Try calling an AI help system, and the information comes at you so fast that you must go through the menu ten or more times before you have what you need written down and then not be able to comprehend your own writing. Dysgraphia, remember? Fuck me! My shoes take a lot of filling!
So, think before you judge. Do you have the cajones to walk in my shoes for 64 years? Yes, admittedly, I am cranky because my effort to understand things gets nullified when someone interrupts me.?
Let me think! Injecting words (did you mean ...?) topples my precarious apple cart. It is like the 1993 movie Groundhog Day, in which Phil relives the same day over and over because he is stuck in some perverted time loop. Toppling my apple cart is my time loop, my kryptonite, and my curse! Over and over and over, ad nauseam!

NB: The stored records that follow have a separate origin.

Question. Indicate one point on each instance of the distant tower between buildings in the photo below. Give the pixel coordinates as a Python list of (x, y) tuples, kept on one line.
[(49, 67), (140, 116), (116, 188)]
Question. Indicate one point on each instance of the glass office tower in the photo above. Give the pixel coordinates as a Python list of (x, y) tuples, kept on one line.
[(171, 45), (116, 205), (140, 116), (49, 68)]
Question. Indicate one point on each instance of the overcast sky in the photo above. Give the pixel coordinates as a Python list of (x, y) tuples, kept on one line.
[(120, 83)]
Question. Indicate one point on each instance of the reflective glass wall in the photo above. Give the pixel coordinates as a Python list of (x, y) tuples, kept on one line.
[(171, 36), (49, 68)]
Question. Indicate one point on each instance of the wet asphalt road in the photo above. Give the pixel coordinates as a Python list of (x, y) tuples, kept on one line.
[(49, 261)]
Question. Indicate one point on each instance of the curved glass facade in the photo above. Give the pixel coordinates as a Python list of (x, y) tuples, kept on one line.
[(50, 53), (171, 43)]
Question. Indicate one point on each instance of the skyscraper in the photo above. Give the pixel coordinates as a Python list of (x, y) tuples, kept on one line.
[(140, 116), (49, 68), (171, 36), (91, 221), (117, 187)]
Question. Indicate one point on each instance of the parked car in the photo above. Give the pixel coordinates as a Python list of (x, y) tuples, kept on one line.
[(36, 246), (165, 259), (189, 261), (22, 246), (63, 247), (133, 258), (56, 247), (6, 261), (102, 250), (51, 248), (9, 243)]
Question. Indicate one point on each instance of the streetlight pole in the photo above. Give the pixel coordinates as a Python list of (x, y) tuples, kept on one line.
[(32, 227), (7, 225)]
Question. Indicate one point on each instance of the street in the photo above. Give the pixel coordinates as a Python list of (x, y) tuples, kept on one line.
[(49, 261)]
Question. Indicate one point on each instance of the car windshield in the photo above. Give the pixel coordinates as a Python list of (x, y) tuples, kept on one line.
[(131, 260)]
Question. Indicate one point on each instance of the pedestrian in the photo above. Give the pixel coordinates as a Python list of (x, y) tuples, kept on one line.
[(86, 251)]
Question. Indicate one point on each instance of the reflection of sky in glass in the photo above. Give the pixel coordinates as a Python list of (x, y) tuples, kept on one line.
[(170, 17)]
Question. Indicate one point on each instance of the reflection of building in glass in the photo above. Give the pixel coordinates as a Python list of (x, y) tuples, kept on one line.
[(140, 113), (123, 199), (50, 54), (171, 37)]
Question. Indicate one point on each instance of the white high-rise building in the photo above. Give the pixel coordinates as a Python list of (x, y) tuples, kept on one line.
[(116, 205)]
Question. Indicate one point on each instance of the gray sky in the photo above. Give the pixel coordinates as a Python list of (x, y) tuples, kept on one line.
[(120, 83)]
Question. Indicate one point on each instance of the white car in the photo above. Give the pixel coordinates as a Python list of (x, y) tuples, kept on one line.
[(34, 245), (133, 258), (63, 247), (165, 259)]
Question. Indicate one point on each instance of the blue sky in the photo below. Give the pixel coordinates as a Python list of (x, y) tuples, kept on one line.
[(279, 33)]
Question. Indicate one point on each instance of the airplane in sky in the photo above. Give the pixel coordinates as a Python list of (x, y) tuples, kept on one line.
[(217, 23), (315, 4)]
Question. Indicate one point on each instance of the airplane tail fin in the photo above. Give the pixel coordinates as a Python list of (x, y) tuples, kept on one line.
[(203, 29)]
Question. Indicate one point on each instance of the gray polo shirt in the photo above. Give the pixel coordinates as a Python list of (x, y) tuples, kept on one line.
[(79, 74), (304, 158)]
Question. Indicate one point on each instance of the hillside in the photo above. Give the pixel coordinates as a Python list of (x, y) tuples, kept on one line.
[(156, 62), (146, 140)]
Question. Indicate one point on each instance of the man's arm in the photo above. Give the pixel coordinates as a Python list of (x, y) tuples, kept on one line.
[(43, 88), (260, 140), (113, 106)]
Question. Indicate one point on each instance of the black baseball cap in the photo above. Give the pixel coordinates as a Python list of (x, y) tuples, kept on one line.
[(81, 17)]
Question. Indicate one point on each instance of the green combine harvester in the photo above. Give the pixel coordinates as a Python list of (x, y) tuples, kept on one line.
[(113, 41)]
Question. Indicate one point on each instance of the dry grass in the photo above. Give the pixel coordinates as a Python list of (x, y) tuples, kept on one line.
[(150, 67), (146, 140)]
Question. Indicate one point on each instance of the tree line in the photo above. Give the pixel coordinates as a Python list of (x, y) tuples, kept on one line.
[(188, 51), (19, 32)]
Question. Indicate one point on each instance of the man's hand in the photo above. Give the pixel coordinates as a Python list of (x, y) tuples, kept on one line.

The abovementioned issues are why I chose to leave work, stay home, and raise my child. She is an accomplishment I can be proud of. She has empathy, understanding, and respect for diversity: she is considerate and kind but not a doormat. I have done my job: the job I could do, and I did it well!
I can count the people who know a little bit about my struggles on the fingers of one hand because I keep my struggles close to my chest. If I tell people, I am told I am playing the sympathy card; if I don't, I get the 'you should have said something' line. Either way, it is a no-win situation, so I keep my mouth shut and just keep on keeping on.
Now, think about my lived reality before engaging in that gossip about my perceived laziness or why I no longer work a day job! Walk that mile: live my life, struggle my struggles... Reality awaits! Now, whisht up!